Nos dias que antecedem a festa, prepare-se para encontrar com lotação máxima nos hotéis, filas nos melhores restaurantes, ruas fechadas ao tráfego de veículo (péssimo para quem recorre aos táxis para driblar a dificuldade de subir ladeiras na altitude) e preços bem mais altos que os da baixa estação. Mas a cidade fica tão alegre que compensa as multidões. 

O sincretismo cusquenho em um cruzeiro no bairro de San Blás
 e o requinte de uma parede inca no Qorikancha
Faça reservas com antecedência e tenha paciência com as filas (como eu disse acima, deixe para ver a cidade depois do Inti Raymi).

Em 2003, comprei as entradas logo que cheguei à cidade, três dias antes da cerimônia. Hoje, não recomendo esse risco.

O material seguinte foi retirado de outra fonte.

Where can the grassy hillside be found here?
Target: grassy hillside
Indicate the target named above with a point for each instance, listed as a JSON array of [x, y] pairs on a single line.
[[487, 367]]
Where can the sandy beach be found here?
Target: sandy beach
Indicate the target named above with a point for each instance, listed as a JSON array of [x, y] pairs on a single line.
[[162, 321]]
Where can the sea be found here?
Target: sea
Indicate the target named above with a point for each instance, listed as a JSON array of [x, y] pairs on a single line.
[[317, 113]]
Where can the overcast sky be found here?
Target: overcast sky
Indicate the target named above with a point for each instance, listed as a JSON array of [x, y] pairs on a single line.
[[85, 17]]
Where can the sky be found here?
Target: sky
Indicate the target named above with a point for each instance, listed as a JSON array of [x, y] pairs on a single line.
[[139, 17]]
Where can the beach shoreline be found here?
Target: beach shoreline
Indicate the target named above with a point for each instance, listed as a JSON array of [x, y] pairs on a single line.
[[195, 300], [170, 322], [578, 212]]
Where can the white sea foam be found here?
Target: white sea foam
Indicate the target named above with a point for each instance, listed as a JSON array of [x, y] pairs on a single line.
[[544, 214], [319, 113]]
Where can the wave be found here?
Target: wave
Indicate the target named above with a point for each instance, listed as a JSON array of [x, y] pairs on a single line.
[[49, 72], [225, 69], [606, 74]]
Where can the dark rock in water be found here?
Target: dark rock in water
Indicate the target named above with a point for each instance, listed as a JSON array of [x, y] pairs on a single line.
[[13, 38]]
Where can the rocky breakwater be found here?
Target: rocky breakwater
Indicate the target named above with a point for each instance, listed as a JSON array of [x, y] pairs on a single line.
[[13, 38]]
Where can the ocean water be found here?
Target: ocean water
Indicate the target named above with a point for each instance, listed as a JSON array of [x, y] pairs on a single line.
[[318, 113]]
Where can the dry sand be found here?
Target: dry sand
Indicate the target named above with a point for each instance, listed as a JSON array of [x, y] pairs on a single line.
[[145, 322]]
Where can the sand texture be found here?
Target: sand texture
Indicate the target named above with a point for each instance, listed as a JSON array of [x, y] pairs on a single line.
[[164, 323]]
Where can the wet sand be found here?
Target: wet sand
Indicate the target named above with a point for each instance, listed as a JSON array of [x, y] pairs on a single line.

Se você ficou com vontade de assistir a festa de Inti Raymi, aproveite e dê uma olhada nos posts sobre as minhas quatro viagens ao Peru, para planejar algumas esticadas:
Todas as dicas de viagem ao Peru - post-índice

A paisagem do altiplano, no caminho de Puno para Cusco
Puno e o Titicaca
De Puno a Cusco: como é a viagem no ônibus turístico (e as cidades que visitamos no caminho)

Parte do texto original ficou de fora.